Classification of Tandem Repeats in the Human Genome

  • Authors:
  • Yupu Liang;Dina Sokol;Sarah Zelikovitz;Sarah Ita Levitan

  • Affiliations:
  • Department of Computer Science, City University of New York, New York, NY, USA;Department of Computer and Information Science, Brooklyn College of CUNY, Brooklyn, NY, USA;Department of Computer Science, College of Staten Island of CUNY, Staten Island, NY, USA;Department of Computer Science, Brooklyn College of CUNY, Brooklyn, NY, USA

  • Venue:
  • International Journal of Knowledge Discovery in Bioinformatics
  • Year:
  • 2012

Quantified Score

Hi-index 0.00

Visualization

Abstract

Tandem repeats in DNA sequences are extremely relevant in biological phenomena and diagnostic tools.
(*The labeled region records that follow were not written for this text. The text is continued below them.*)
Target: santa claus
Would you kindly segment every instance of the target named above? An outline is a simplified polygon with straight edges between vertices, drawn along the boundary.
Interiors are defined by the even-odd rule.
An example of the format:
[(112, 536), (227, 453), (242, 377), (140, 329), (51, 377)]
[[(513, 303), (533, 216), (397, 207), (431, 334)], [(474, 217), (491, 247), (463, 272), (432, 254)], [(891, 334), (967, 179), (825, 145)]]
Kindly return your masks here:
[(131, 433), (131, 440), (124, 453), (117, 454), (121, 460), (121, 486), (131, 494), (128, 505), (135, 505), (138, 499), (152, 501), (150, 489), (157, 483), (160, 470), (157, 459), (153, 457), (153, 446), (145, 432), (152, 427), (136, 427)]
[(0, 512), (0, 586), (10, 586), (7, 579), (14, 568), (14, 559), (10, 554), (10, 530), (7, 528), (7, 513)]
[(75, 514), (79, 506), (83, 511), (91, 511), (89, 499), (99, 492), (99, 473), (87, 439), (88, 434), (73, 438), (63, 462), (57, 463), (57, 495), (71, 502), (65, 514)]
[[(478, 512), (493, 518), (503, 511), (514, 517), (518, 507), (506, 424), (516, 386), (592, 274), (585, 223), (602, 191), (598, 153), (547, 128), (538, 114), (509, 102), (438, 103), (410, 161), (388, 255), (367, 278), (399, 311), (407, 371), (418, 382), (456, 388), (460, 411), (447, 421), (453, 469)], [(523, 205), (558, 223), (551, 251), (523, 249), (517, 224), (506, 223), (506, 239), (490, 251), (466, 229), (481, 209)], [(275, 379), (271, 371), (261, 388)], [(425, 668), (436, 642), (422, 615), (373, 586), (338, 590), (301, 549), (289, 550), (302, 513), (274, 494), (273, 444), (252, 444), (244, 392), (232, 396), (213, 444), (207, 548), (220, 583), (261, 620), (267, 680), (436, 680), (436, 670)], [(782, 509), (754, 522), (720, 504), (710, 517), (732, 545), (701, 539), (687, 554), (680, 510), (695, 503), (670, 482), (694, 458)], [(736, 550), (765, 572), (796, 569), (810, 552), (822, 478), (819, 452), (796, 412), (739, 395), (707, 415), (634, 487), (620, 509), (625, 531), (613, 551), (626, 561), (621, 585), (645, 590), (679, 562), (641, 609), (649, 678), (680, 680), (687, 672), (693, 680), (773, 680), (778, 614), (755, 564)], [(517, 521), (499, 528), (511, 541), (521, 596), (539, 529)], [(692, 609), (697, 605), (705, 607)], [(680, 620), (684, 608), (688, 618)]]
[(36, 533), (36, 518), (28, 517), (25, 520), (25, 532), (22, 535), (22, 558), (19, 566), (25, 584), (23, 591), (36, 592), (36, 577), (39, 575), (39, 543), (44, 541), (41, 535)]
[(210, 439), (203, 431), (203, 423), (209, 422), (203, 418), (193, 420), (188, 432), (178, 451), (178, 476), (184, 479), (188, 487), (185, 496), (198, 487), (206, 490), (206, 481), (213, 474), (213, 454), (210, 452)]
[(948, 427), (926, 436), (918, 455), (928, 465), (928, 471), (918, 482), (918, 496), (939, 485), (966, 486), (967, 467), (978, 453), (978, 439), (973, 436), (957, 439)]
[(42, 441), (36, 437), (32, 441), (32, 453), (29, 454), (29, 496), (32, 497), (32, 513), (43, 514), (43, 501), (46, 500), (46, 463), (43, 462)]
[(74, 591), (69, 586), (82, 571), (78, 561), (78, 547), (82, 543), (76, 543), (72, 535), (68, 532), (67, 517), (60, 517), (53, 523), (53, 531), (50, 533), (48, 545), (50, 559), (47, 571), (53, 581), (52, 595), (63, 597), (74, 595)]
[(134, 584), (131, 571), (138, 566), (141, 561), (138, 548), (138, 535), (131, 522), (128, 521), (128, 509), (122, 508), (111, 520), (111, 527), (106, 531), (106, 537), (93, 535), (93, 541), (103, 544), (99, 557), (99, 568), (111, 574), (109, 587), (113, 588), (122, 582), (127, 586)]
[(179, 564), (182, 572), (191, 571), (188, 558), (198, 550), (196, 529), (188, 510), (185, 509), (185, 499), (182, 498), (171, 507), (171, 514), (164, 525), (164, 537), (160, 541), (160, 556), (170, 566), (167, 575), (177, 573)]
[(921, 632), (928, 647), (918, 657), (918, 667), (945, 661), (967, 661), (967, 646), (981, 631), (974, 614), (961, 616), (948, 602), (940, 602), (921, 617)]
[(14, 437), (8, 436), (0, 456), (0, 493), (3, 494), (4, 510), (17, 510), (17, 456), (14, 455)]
Computational programs that discover these tandem repeats generate a huge volume of data, which is often difficult to decipher without further organization. In this paper, the authors describe a new method for post-processing tandem repeats through clustering and classification. Their work presents multiple ways of expressing tandem repeats using the n-gram model with different clustering distance measures. Analysis of the clusters for the tandem repeats in the human genome shows that the method yields a well-defined grouping in which similarity among repeats is apparent. The authors' new, alignment-free method facilitates the analysis of the myriad of tandem repeats that occur in the human genome and they believe that this work will lead to new discoveries on the roles, origins, and significance of tandem repeats.